The Drow… While mentioned lots of time, their is a distinct lack of Drow related goodness. This book would have been a perfect time to print the racial utilities that were featured in Dragon, and add in some new feats or make ones like the Xendrik Weapon Training from Eberron a core feat.
Paragon Paths… Presumably, the new powers are meant to replace these and Epic Destinies, and maybe there’s an assumption that Underdark adventures are only used in the Heroic tier?
Tactics… Monsters are mentioned but no real advice from the seven npc’s on how to deal with these threats is given.
New Monsters… As a DM, I always love new critters to throw at players, and it would have been nice to see some new Grimlock options for example.
NPC’s… Our seven NPC’s are given backgrounds and quotes, but we never actually see their abilities.
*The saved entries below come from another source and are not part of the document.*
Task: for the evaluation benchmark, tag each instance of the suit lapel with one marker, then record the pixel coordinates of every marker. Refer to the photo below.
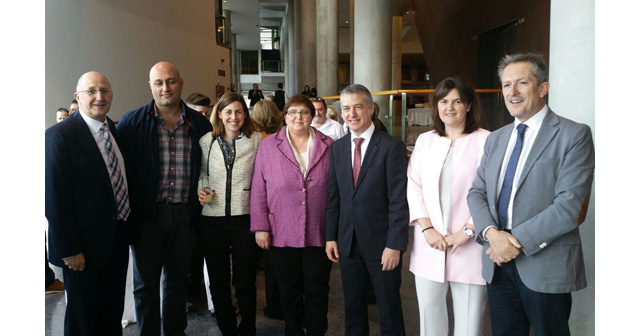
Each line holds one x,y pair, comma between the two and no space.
372,150
546,133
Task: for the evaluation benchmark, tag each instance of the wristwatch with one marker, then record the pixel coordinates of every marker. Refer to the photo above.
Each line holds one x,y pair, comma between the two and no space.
469,232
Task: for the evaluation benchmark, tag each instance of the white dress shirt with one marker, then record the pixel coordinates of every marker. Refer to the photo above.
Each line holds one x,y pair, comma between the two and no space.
533,126
94,127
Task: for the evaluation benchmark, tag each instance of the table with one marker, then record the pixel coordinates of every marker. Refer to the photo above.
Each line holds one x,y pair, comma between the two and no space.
419,116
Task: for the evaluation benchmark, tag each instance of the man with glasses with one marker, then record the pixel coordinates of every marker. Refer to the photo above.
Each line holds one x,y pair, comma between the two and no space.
160,141
87,207
327,126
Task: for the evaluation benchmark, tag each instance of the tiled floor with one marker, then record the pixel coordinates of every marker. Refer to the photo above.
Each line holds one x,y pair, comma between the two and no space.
200,322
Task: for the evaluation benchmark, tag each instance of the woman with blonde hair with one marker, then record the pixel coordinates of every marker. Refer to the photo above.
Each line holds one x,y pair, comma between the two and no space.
267,119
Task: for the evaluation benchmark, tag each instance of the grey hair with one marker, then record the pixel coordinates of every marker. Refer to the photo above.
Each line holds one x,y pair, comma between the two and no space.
358,88
540,70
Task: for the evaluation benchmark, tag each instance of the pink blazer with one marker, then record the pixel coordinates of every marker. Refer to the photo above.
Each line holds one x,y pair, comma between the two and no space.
423,196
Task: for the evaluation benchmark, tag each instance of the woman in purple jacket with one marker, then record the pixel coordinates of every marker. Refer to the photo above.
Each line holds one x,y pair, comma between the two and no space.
288,199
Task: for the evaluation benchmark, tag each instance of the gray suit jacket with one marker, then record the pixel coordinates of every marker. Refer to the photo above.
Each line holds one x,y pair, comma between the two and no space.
555,179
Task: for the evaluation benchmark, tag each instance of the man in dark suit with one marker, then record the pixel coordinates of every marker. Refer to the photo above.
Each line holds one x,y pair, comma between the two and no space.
525,203
367,215
87,207
160,143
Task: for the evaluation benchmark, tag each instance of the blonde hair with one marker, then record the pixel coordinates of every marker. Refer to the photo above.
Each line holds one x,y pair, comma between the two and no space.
266,116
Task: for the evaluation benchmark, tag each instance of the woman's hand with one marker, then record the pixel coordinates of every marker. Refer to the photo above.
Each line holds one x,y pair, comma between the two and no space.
456,240
435,239
203,194
263,239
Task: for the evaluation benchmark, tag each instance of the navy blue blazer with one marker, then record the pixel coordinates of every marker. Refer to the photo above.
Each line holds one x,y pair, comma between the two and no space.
376,209
139,145
79,202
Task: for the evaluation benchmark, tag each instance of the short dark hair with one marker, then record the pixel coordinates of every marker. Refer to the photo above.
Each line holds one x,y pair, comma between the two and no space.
358,88
227,99
300,99
320,99
540,70
198,99
475,117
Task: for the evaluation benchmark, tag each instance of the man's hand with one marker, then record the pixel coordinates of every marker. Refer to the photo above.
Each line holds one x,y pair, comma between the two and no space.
456,240
435,239
332,251
503,246
390,259
263,239
76,262
202,195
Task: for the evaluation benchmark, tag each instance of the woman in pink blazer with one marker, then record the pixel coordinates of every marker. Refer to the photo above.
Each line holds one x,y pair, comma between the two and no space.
442,167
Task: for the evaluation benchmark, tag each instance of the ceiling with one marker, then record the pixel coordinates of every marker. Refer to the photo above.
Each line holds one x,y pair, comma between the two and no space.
247,16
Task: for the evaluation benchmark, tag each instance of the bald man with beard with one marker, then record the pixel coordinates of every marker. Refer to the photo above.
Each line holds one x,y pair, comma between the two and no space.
160,141
87,207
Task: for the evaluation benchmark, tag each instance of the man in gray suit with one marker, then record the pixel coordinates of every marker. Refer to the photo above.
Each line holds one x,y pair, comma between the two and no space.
525,201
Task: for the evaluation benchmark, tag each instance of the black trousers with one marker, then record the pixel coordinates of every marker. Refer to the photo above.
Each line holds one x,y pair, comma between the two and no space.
163,247
95,296
303,279
386,286
224,237
514,308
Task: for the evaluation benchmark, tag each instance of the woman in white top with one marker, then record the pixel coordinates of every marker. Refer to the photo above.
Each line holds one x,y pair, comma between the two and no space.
444,255
224,190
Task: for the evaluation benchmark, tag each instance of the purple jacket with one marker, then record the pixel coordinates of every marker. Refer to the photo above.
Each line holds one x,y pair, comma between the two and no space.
290,207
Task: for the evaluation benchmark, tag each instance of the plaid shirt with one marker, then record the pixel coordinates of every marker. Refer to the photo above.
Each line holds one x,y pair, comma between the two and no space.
174,148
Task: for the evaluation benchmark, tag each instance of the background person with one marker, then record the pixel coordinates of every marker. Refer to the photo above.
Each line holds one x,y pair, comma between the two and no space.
525,202
255,95
224,189
443,255
288,200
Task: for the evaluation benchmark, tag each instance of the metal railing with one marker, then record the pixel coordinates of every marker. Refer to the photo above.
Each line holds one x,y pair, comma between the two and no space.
390,117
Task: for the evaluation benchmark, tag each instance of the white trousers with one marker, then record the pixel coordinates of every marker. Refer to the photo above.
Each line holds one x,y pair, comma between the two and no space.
469,303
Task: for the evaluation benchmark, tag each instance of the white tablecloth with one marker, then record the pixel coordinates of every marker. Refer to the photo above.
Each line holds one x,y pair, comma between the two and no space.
419,116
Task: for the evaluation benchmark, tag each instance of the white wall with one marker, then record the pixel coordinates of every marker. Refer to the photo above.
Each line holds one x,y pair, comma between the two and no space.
123,39
572,95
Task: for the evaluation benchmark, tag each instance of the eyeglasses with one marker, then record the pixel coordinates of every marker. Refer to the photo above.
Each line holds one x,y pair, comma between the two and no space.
93,92
295,113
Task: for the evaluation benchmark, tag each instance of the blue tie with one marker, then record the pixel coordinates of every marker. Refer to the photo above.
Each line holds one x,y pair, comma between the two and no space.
507,184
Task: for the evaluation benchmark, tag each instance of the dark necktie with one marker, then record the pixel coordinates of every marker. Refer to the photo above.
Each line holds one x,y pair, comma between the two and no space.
507,184
117,180
357,158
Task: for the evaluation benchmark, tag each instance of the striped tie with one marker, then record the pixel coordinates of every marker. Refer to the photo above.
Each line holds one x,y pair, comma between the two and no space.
117,180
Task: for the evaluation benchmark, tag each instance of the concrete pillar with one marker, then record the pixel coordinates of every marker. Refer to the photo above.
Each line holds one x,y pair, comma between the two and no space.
327,47
291,49
306,61
572,95
396,53
372,48
352,36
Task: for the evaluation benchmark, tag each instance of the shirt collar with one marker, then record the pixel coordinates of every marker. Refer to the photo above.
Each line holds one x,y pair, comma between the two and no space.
366,135
534,123
94,125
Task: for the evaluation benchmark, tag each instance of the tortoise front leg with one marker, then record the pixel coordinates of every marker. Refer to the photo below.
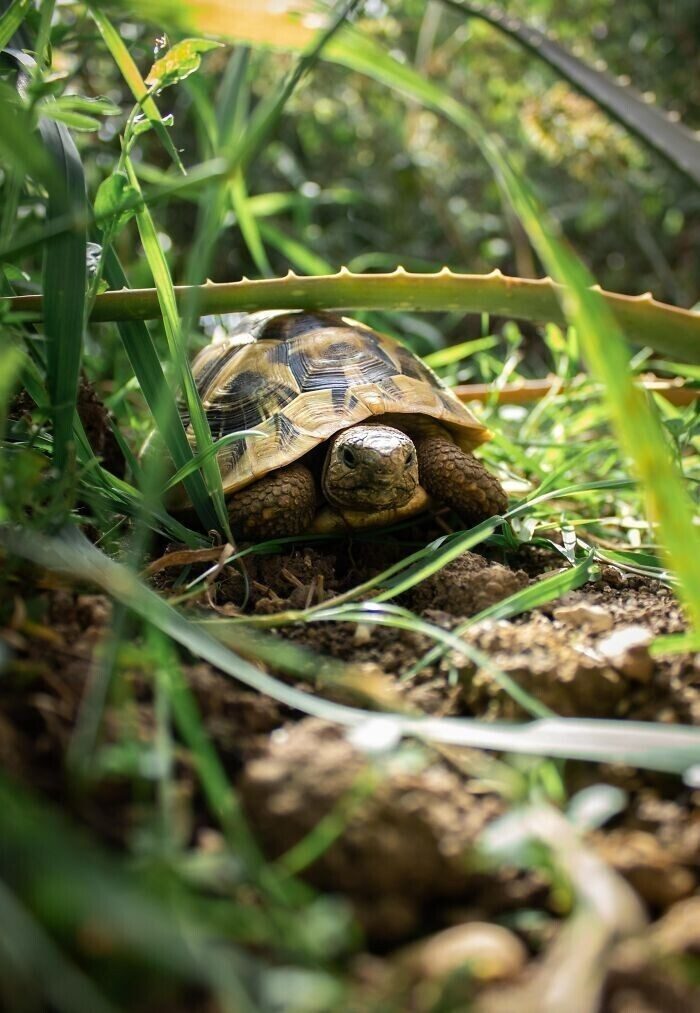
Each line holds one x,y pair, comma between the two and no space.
283,502
458,479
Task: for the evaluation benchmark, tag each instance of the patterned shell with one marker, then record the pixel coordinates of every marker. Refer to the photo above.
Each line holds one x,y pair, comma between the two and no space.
298,378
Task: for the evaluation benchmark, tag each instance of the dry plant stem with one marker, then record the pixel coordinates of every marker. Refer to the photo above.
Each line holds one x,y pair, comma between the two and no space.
645,321
526,391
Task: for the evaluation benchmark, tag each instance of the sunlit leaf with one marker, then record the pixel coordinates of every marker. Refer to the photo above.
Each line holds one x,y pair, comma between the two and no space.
179,62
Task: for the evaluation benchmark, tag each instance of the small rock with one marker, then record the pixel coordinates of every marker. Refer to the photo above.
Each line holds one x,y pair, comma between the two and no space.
490,952
627,650
594,617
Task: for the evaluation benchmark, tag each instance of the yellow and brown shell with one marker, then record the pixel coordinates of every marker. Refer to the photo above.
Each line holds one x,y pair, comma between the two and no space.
298,378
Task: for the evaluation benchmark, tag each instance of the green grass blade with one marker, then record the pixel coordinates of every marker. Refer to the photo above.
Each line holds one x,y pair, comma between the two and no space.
674,142
200,459
166,296
645,745
64,284
12,18
148,371
24,946
72,883
529,598
132,76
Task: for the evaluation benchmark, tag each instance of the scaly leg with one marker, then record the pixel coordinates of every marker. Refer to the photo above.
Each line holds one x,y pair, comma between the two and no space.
283,502
458,479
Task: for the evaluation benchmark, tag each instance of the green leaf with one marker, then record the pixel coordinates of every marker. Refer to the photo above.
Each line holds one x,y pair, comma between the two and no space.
76,121
132,76
65,283
179,62
111,195
171,321
93,106
148,371
200,459
643,744
12,18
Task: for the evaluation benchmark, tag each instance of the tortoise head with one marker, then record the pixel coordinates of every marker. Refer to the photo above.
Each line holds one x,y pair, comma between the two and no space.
370,467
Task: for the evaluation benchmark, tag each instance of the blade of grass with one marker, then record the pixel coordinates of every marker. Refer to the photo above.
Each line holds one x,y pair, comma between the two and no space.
72,884
648,746
24,945
529,598
64,284
146,365
397,618
200,423
12,18
132,76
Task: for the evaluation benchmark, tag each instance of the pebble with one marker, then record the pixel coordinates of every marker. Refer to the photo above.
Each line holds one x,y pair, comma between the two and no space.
594,617
627,649
489,951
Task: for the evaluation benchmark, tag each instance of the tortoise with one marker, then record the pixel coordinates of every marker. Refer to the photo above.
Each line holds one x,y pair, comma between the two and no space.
354,431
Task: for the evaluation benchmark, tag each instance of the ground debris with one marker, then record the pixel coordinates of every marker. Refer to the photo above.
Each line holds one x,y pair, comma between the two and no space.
404,846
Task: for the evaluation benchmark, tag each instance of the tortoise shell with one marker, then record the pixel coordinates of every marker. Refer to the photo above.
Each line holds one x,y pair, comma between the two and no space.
298,378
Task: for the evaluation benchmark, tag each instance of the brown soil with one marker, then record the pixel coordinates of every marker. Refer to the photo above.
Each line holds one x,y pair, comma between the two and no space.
404,848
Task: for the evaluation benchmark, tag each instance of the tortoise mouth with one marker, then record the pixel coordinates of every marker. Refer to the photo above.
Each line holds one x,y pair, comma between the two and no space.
378,495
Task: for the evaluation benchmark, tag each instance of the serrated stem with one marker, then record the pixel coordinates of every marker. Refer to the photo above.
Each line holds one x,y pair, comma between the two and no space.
645,321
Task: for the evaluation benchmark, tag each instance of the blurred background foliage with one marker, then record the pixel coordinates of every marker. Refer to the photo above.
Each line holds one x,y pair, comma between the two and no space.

I’d have tied this into D&DI, with the NPC’s available on the website for use in the Encounters season.
In summary, if you’re a 4e player, this book once again gives you plenty of new material that can be used in the current Encounters season, which is a great benefit. Outside of this season, its usage is much more home campaign focused and may take months of play before its benefits become obvious. For DM’s I’d put this book up there with Neverwinter as being an essential purchase for its advice on how to build better adventures.